Thailand’s military junta, which has ruled the Land of Smiles since snatching control in a coup in 2014, is now trying to bring its leader, Prayut Chan-o-cha, back as an ‘elected’ PM in next week’s election.

The NCPO has cobbled together an ambitious economic plan that’s rests on a 1.7 trillion baht (US$54 billion) spending spree to revive competitiveness in an economy that remains hamstrung by depressed business confidence and investment.

High speed rail links, an expanded economic corridor to the east of the capital, spending on airports and new infrastructure in the capital  – these are a few of the Junta’s favourite things.

Economic growth is lagging its peers in the region, productivity has weakened and companies are reluctant to invest whilst the elephant remains in the room – political uncertainty and a whiff of military tampering.

The return of democracy this Sunday has its own risks. When the official results are eventually announced, perhaps weeks following the poll, there will be some sort of transition from military rule to civilian rule.

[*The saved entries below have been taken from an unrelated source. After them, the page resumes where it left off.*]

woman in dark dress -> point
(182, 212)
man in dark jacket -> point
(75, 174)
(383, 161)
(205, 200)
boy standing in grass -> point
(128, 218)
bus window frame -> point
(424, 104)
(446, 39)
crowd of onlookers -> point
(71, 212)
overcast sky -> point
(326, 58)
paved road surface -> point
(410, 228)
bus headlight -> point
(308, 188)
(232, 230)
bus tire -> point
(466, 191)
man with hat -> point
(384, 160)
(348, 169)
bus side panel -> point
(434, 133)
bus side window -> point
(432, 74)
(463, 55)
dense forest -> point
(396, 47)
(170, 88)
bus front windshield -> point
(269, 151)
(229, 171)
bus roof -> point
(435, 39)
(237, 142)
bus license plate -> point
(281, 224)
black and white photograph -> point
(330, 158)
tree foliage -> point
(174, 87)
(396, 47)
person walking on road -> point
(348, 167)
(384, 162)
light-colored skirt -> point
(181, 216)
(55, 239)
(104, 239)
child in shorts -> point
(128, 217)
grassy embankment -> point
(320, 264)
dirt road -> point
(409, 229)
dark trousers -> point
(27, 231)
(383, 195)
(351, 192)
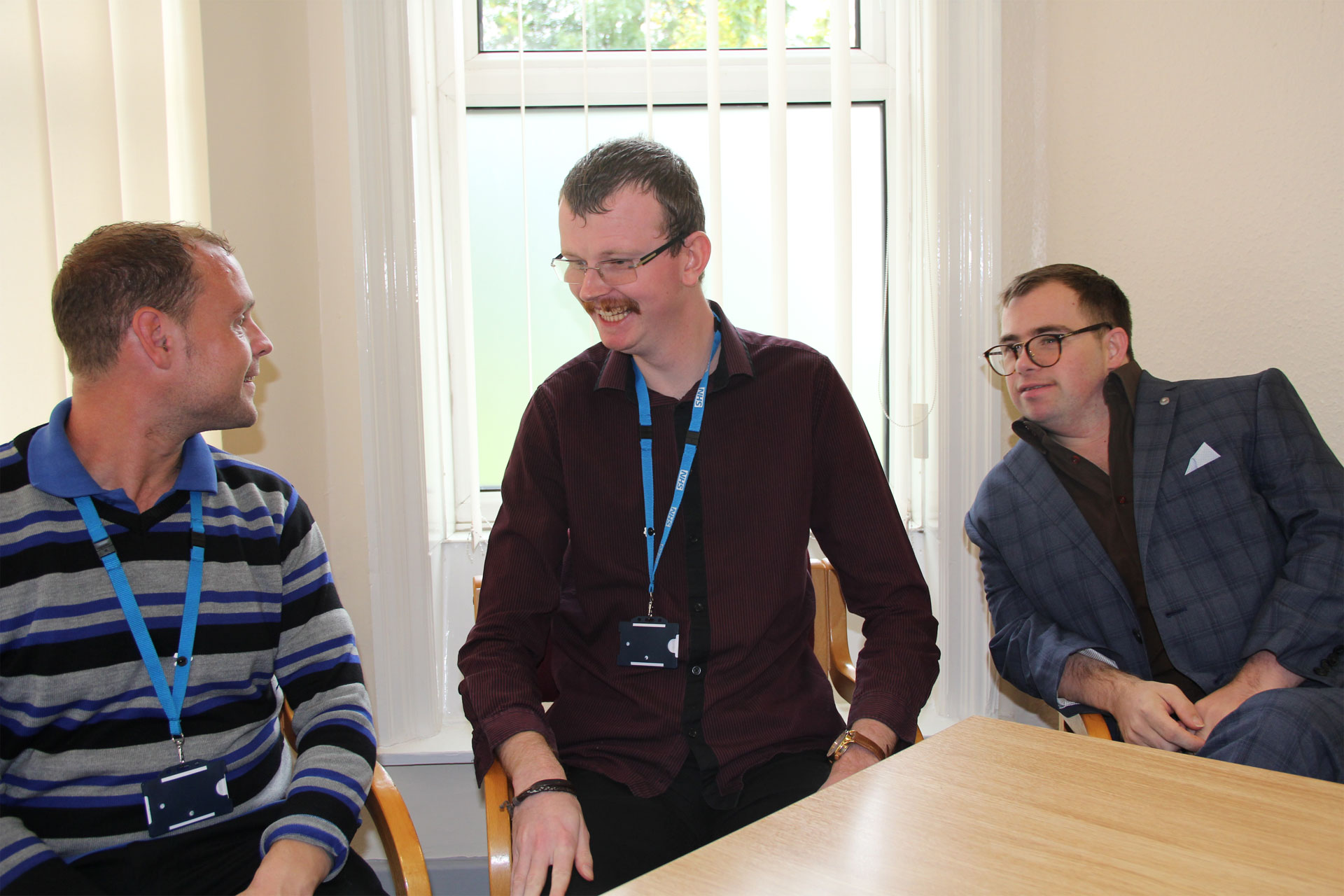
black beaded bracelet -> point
(547, 785)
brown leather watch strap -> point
(853, 738)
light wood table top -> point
(992, 806)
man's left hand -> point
(1260, 673)
(858, 758)
(290, 868)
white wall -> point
(281, 192)
(1191, 149)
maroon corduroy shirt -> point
(783, 449)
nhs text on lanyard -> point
(652, 641)
(190, 792)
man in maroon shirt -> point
(654, 538)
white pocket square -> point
(1199, 458)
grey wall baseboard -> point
(467, 876)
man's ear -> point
(1117, 348)
(156, 336)
(694, 257)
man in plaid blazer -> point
(1171, 554)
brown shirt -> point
(781, 449)
(1107, 503)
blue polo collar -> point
(55, 469)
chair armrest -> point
(397, 830)
(499, 833)
(1086, 723)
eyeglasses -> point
(615, 272)
(1042, 349)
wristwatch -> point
(853, 738)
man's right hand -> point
(549, 830)
(1142, 708)
(1144, 713)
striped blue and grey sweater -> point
(80, 723)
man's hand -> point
(290, 868)
(858, 758)
(1260, 673)
(549, 830)
(1142, 708)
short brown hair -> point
(1097, 293)
(116, 270)
(638, 162)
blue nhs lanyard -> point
(692, 437)
(172, 701)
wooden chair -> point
(831, 643)
(391, 818)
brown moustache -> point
(592, 308)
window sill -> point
(452, 746)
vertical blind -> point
(778, 235)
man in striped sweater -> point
(159, 602)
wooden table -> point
(999, 808)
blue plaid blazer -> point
(1240, 510)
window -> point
(521, 342)
(526, 117)
(940, 182)
(676, 24)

If the Palang Pracharath party – pro-military and pro-Prayut – is able to convince voters to keep marching along, then the transition will be relatively simple.

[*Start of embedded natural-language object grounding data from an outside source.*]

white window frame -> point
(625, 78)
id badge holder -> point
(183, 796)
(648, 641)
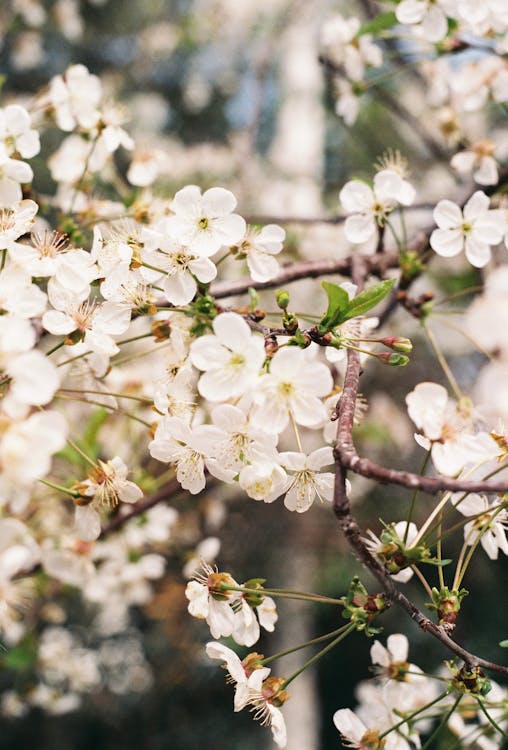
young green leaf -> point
(368, 299)
(338, 304)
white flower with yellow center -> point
(205, 223)
(230, 359)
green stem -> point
(411, 716)
(415, 495)
(490, 719)
(349, 629)
(116, 409)
(59, 487)
(321, 638)
(283, 594)
(441, 724)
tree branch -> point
(309, 269)
(351, 529)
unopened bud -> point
(282, 298)
(398, 344)
(395, 360)
(290, 322)
(161, 330)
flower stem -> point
(442, 361)
(441, 724)
(349, 629)
(321, 638)
(411, 716)
(59, 487)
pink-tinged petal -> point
(187, 200)
(232, 331)
(447, 242)
(448, 215)
(360, 228)
(478, 253)
(218, 202)
(477, 205)
(356, 196)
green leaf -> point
(338, 304)
(368, 299)
(380, 23)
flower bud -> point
(396, 360)
(397, 343)
(282, 298)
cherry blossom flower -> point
(306, 480)
(175, 442)
(208, 601)
(263, 481)
(16, 133)
(247, 675)
(105, 488)
(81, 320)
(231, 358)
(429, 16)
(259, 248)
(16, 221)
(205, 223)
(344, 47)
(13, 173)
(448, 429)
(295, 385)
(474, 230)
(370, 206)
(489, 525)
(75, 98)
(479, 161)
(237, 442)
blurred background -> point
(232, 93)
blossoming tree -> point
(153, 346)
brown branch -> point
(309, 269)
(352, 531)
(349, 458)
(165, 492)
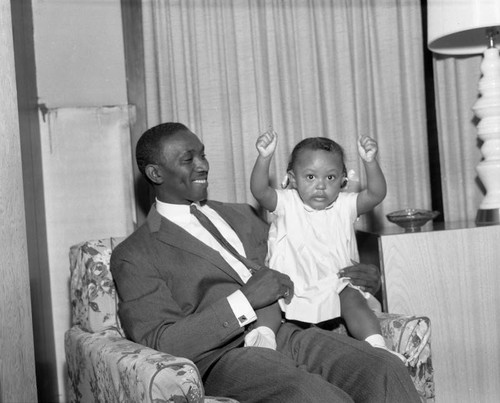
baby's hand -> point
(367, 148)
(266, 143)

If, however, and more likely, that a coalition of pro-democracy parties is able to form a majority in the country’s lower house of Parliament, the transition may become ‘messy’.

The new government will crow loudly that they have a mandate to unravel some of the long-term economic plans, and even the constitution, that was put in place by the NCPO during their half decade in power.

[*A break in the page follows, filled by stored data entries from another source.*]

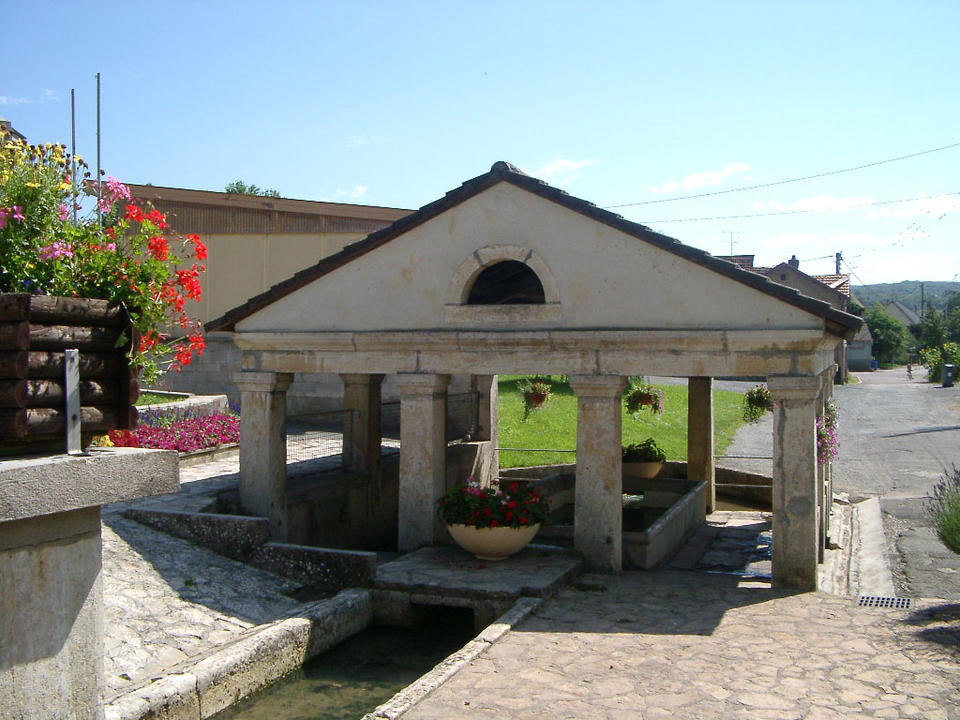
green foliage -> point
(122, 254)
(944, 509)
(757, 402)
(535, 392)
(933, 359)
(639, 393)
(908, 292)
(889, 334)
(646, 451)
(933, 329)
(555, 426)
(239, 187)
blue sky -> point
(395, 103)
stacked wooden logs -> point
(34, 332)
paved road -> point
(896, 438)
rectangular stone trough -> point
(655, 528)
(681, 507)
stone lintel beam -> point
(423, 449)
(795, 496)
(598, 519)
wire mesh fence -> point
(318, 435)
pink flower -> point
(56, 250)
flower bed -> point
(185, 435)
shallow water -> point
(352, 678)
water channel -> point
(352, 678)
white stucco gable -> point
(595, 277)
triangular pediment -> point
(598, 272)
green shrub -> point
(933, 358)
(944, 509)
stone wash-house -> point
(506, 274)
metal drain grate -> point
(888, 602)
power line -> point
(791, 180)
(800, 212)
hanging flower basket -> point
(536, 391)
(644, 396)
(757, 402)
(35, 330)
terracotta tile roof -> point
(837, 322)
(840, 283)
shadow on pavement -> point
(660, 602)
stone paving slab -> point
(167, 600)
(451, 571)
(675, 644)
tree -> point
(951, 314)
(239, 187)
(933, 330)
(889, 334)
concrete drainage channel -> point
(204, 686)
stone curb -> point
(202, 687)
(411, 695)
(869, 569)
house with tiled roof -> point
(254, 242)
(833, 289)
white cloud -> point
(559, 172)
(821, 204)
(921, 207)
(709, 178)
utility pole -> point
(731, 233)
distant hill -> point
(907, 292)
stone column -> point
(598, 519)
(700, 435)
(361, 440)
(263, 447)
(795, 520)
(423, 457)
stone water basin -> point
(659, 514)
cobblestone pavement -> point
(674, 644)
(167, 601)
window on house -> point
(507, 283)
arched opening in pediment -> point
(509, 282)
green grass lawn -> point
(554, 427)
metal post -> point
(72, 387)
(73, 156)
(99, 212)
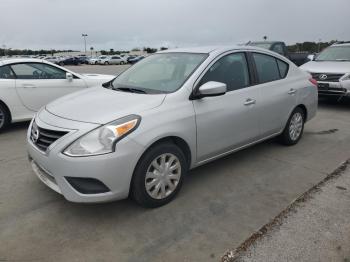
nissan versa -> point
(175, 110)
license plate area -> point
(323, 86)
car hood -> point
(100, 105)
(98, 77)
(326, 67)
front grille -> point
(326, 77)
(43, 138)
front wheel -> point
(4, 118)
(293, 131)
(159, 175)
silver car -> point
(175, 110)
(331, 69)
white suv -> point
(331, 69)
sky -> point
(126, 24)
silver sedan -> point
(175, 110)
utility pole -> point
(319, 45)
(84, 35)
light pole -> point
(84, 35)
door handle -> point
(249, 102)
(292, 91)
(28, 86)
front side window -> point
(37, 71)
(283, 67)
(231, 70)
(335, 53)
(6, 73)
(266, 67)
(160, 73)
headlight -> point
(103, 139)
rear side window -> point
(283, 67)
(37, 71)
(6, 73)
(266, 67)
(231, 70)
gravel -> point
(315, 227)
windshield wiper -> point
(130, 89)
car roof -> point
(341, 44)
(6, 61)
(212, 49)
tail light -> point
(313, 81)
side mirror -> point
(211, 88)
(69, 77)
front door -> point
(230, 121)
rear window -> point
(269, 68)
(283, 67)
(6, 73)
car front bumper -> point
(53, 168)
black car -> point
(135, 59)
(83, 59)
(69, 61)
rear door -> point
(278, 96)
(232, 120)
(37, 84)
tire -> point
(161, 190)
(5, 118)
(294, 128)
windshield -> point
(159, 73)
(335, 53)
(262, 45)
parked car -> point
(28, 84)
(130, 57)
(281, 48)
(93, 61)
(171, 112)
(331, 69)
(69, 61)
(52, 59)
(112, 60)
(117, 60)
(103, 60)
(83, 59)
(136, 59)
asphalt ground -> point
(220, 205)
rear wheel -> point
(4, 117)
(159, 175)
(293, 131)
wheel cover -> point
(296, 126)
(163, 176)
(2, 118)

But the military-appointed upper house of review, the National Legislative Assembly, will likely quash any changes to the military’s ‘vision’.

And on we will go – more political uncertainty, more unrest, and potentially, more protests in the future.

Groundhog Day.

Thailand’s establishment elites, principally based around Bangkok and parts of the south, have dueled for power with the populist alliances of former premier (and now fugitive) Thaksin Shinawatra for over a decade, a fault line that could bring gridlock to the next parliament.

Thaksin and his proxy parties have prevailed in each election since 2001, only to be unseated by the military or the courts each time, most recently in 2014 when the Yingluck Shinawatra government was kicked out of office.

The ongoing instability weighs heavily on Thailand’s competitiveness and investment allure.

Thailand hasplunged 10 places on the World Economic Forum’s global competitiveness index in the past 11 years, the biggest drop among South East Asia’s top economies – to rank 38 out of 140 countries in 2018.

The index measures everything from the openness of the economy and quality of infrastructure to the strength of institutions and innovation.

But Prayut has cut red tape, making Thailand one of the 10 most improved nations in the World Bank’s Doing Business 2018 rankings as it vies with neighbours such as Vietnam for investment.

Now it’s the Thai voters who take the next step in this achingly slow politically drama that casts a long shadow over the future of Thailand.